Bajo rápidamente. Al levantarlo me doy cuenta de que lo que quedaba de vidrio
se ha terminado de romper. Veo el retrato y comienzo a temblar. Ni mi
bisabuelo, ni mi bisabuela están en la foto. Ha quedado tan solo el escenario,
la iglesia.
Las luces de la cocina me encandilan un poco al entrar. Me sirvo un
vaso de agua, con la mano temblándome aún. Sin esperanzas, busco una pastilla,
algo que me calme, pero no hay nada. Desde el patio escucho un ruido. Me quedo
a un metro de la puerta. El sonido parece un grito asfixiado y sufrido. Quiero
acercarme pero no puedo. La puerta parece temblar.
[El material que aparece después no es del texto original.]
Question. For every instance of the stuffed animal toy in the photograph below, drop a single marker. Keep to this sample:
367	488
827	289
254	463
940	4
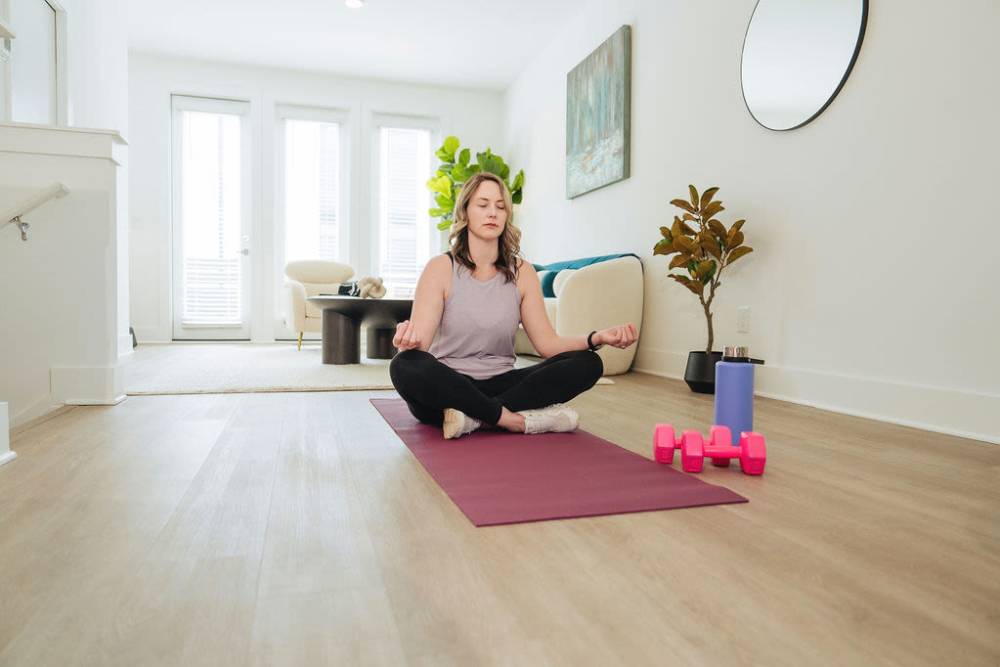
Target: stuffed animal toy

El estruendo de sus vidrios
al romperse no me asusta tanto como las manos y tentáculos que comienzan a
salir de los pequeños recuadros.
Hago fuerzas por correr y finalmente lo logro. En la galería, detrás
del ventanal, está el esqueleto o, mejor dicho, el hombre vestido de esqueleto,
maquillado de blanco. Me mira a medida que corro. Pienso en ir por el zaguán
pero de allí comienzan a salir lo que parecen ser cuerpos carentes de formas y otros
como si fueran humanos bañados en ácido. Debo llegar a la luz del altillo. Huir
de la oscuridad.
Desde la puertita que une el hall con el garage, salen, como en crisol,
sombras con relieve. Subo por las escaleras. Algo me agarra el pie. Es un brazo
pálido, con uñas negras y alargadas. Sin fuerzas siquiera, hago lo imposible
por sacármelo de encima antes de que me arrastre hacia abajo. Con la poca luz
puedo ver su boca desproporcionada, lista para engullirme, y sus ojos cobalto
relucientes. De una patada logro que me suelte. Algunos escalones se rompen,
haciendo florecer brazos, manos, muñones, tentáculos, cuando logro cerrar la
puerta del altillo.
Ahora todo es silencio. Trato de convencerme de que estoy dentro de una
pesadilla, que nada de esto es real, que lo puedo controlar. La luz se apaga
súbitamente. Han cortado la luz. Los escucho ahí, en la inmensa oscuridad,
acercándose, tomándose su tiempo. Intentaré cerrar los ojos, con la esperanza
inútil de despertar. Pero no creo que esta pesadilla lo tolere.